NotImplementedError: Student exercise: Plot the multi-model mean projections, and their likely range under different experiments/scenarios

In [None]:
# to_remove solution
%matplotlib inline


for experiment, color in zip(['historical', 'ssp126', 'ssp585'], ['C0', 'C1', 'C2']):
    datasets = []
    for model in dt_gm_anomaly.keys():
        annual_sst = dt_gm_anomaly[model][experiment].ds.tos.coarsen(time=12).mean().assign_coords(source_id=model)
        datasets.append(annual_sst.sel(time=slice(None, '2100')).load()) # the french model has a long running member for ssp126 
    da = xr.concat(datasets, dim='source_id', join='override').squeeze()
    x = da.time.data
    # Calculate the lower bound of the likely range
    da_lower = da.squeeze().quantile(0.17, dim='source_id') 
    # Calculate the upper bound of the likely range
    da_upper = da.squeeze().quantile(0.83, dim='source_id') 
    plt.fill_between(x, da_lower, da_upper,  alpha=0.5, color=color)
    # Calculate the multi-model mean at each time within each experiment
    da.mean('source_id').plot(color=color, label=experiment) 
plt.title('Global Mean SST Anomaly from five-member \n CMIP6 ensemble (base period: 1950 to 1980)')
plt.ylabel('Global Mean SST Anomaly [$^\circ$C]')
plt.xlabel('Year')
plt.legend()

plt.show()

In [16]:
# to_remove solution
for experiment, color in zip(['historical', 'ssp126', 'ssp585'], ['C0', 'C1', 'C2']):
    datasets = []
    for model in dt_gm_anomaly.keys():
        annual_sst = dt_gm_anomaly[model][experiment].ds.tos.coarsen(time=12).mean().assign_coords(source_id=model)
        datasets.append(annual_sst.sel(time=slice(None, '2100')).load()) # the french model has a long running member for ssp126 
    da = xr.concat(datasets, dim='source_id', join='override').squeeze()
    x = da.time.data
    # calculate the lower bound of the likely range
    da_lower = da.squeeze().quantile(0.17, dim='source_id') 
    # calculate the upper bound of the likely range
    da_upper = da.squeeze().quantile(0.83, dim='source_id') 
    plt.fill_between(x, da_lower, da_upper,  alpha=0.5, color=color)
    # calculate the multi-model mean at each time within each experiment
    da.mean('source_id').plot(color=color, label=experiment) 
plt.title('Global Mean SST Anomaly from five-member \n CMIP6 ensemble (base period: 1950 to 1980)')
plt.ylabel('Global Mean SST Anomaly [$^\circ$C]')
plt.xlabel('Year')
plt.legend()

TypeError: ufunc 'isfinite' not supported for the input types, and the inputs could not be safely coerced to any supported types according to the casting rule ''safe''

In [17]:
da_upper

### **Questions 2.1**

1.   What does this figure tell you about how the multi-model uncertainty compares to projected physical changes in the global mean SST? 
2.   Is this the same for both scenarios?
3.   For a 5-model ensemble like this, how do the *likely* ranges specifically relate to the 5 individual model temperatures at a given time?

In [1]:
# to_remove explanation

"""
1. Under both of these scenarios (SSP1-2.6 and SSP5-8.5), the projected warming of the climate is greater than the multi-model uncertainty.
2. The warming is greater for SSP5-8.5, but so is the multi-model uncertainty, so the relative size of physical changes and multi-model uncertainty is comparable across both scenarios.
3. The likely range includes the middle 66% of model results at a given time.
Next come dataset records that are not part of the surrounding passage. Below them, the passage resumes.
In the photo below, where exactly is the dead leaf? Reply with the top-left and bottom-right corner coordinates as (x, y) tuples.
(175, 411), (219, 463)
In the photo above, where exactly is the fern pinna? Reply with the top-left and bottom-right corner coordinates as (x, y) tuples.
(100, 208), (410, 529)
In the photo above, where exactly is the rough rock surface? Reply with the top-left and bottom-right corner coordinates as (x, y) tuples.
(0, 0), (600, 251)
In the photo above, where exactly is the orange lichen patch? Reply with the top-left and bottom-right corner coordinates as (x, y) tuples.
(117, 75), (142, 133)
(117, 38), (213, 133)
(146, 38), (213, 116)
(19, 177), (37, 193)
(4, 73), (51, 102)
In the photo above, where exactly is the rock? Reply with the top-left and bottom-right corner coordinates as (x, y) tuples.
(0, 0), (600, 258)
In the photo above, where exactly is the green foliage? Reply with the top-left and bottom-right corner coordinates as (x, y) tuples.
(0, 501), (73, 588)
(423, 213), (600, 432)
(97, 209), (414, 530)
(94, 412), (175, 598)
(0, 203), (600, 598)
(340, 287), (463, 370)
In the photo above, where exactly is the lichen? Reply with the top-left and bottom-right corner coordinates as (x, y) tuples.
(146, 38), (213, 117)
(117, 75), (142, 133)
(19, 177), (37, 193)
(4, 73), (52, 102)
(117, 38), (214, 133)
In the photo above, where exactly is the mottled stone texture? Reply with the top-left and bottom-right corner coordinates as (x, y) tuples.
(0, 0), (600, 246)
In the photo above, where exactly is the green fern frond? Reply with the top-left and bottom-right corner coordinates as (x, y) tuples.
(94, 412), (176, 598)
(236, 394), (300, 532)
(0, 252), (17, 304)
For 5 models this means the ranges encompass the middle 3 models (i.e., they exclude the highest and lowest cvalued model at each time).
""";

# **Summary**
In this tutorial, we have delved into quantifying the uncertainty of future climate projections by analyzing differences across various CMIP6 models. We learned to apply IPCC's confidence levels to establish a 'likely' range of projections, which refers to the middle 66% of model results.